Obviously, YouTube is far from a fan of this. The company’s been engaged in a game of whack-a-mole with viewbotters for years. The cycle is always the same: YouTube changes its algorithm, viewbotters suffer. Eventually a select few figure out a workaround and business returns to normal. Repeat ad-nauseum.
The company’s harshest crackdown came a little bit over a month ago when YouTube announced that it would no longer be taking a conservative approach to the policing of third-party (read:illegitimate) views. Instead, it adopted a guilty-until-proven-innocent approach, which essentially freezes the view counts of all videos suspected of viewbotting until an audit can be conducted.
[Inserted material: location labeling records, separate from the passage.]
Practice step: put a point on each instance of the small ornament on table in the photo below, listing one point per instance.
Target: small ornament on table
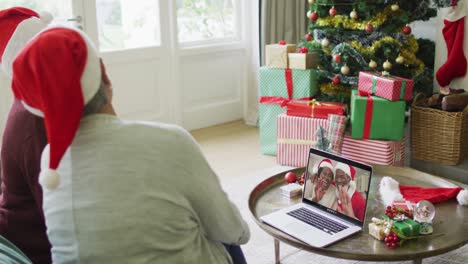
(345, 70)
(406, 30)
(336, 80)
(424, 212)
(325, 42)
(332, 11)
(337, 58)
(353, 14)
(400, 59)
(372, 64)
(387, 65)
(395, 7)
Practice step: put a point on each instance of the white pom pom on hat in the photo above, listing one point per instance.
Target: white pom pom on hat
(56, 59)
Unsurprisingly, this devastated the viewbotting community. In the days following the update, SMM panel after SMM panel went offline, leading to a noticeable community-wide freakout. in a thread comically titled “The current state of YouTube views (February 2018),” a number of BlackHatWorld users commiserated.
“Not so long ago a massive disruptive update was implemented inside the Youtube views algorithm,” wrote one commenter. “And like dominoes, each big and small player in the SMM niche fell like dominoes, cancelling practically every single views orders that was put into their panels. From my understanding, some highly known methods were patched, and now the only few methods left are what some providers are calling ‘real views’ , ‘slow as hell views’, which cost a ton of $$$ to produce.”
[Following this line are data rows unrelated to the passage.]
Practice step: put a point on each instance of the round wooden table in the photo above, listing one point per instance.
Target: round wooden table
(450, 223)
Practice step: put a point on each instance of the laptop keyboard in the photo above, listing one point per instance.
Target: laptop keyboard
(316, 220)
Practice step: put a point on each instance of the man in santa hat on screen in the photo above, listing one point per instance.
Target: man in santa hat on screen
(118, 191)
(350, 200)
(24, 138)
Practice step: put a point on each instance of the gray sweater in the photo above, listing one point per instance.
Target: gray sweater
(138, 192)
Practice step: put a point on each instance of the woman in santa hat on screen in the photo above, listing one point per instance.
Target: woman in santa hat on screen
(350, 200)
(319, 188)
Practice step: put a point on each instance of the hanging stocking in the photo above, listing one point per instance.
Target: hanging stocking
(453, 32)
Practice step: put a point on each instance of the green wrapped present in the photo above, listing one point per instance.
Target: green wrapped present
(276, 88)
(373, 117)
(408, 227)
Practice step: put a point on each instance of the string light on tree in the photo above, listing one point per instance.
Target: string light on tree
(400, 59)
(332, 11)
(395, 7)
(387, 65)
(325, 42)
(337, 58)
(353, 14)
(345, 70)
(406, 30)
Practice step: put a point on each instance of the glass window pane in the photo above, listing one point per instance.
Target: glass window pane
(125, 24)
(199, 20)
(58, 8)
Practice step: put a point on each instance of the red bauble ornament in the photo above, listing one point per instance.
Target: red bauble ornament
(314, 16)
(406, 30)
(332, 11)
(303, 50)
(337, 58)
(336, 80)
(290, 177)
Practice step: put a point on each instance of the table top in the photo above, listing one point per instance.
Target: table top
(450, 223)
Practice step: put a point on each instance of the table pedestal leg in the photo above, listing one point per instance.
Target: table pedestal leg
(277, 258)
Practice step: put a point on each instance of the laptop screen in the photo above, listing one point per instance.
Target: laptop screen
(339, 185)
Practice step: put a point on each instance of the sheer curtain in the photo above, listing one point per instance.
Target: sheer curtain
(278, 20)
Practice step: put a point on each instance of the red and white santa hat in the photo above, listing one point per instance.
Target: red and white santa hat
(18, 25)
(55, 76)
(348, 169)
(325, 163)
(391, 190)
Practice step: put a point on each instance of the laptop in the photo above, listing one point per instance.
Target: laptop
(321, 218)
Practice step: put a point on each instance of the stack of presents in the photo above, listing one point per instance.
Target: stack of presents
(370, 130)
Most of these panels claim that, despite all appearances, the views they’re selling are “real” (whatever that means). Popular sites like QTube and Social Media Garden offer little information to backup these assertions. Their FAQs are sparse, and full of vague one-line answers like,“Our views come from one of our websites that we promote your video with,” and “Yes, our views all come from real people.” Similarly, vendors insist that buying views from them won’t put a user’s channel at risk, even though YouTube itself states otherwise.
"We take abuse of our systems, such as attempts to artificially inflate video viewcounts, very seriously, and take action against known abusers, including termination of their YouTube accounts," a YouTube spokesperson told The Outline. "YouTube continues to employ proprietary technology to prevent the artificial inflation of a video’s viewcount by spam bots, malware and other means. As part of our long-standing effort to keep YouTube authentic, we periodically audit the views a video has received and validate the video’s view count, removing fraudulent views as new evidence comes to light."
Despite this harsh language, few channels have been explicitly taken down for viewbotting. More often than not, the fake views are simply removed (or not counted to begin with), and life goes on. Since viewbotting is essentially impossible to prove from the outside (unless you happen to accidentally post a image of the “Buy Views” tab to your public Instagram story), it often remains a mere accusation. The only thing that’s definitely being hurt by all of this is YouTube’s image (not that that was exactly pristine to begin with, especially in the last few months). The company has been embroiled in scandal after scandal — from Elsagate to crisis actors conspiracies to wanton moderators — all of which seem to point to the same conclusion: YouTube doesn’t have as much control over its platform as we thought. And it’s far from a new problem.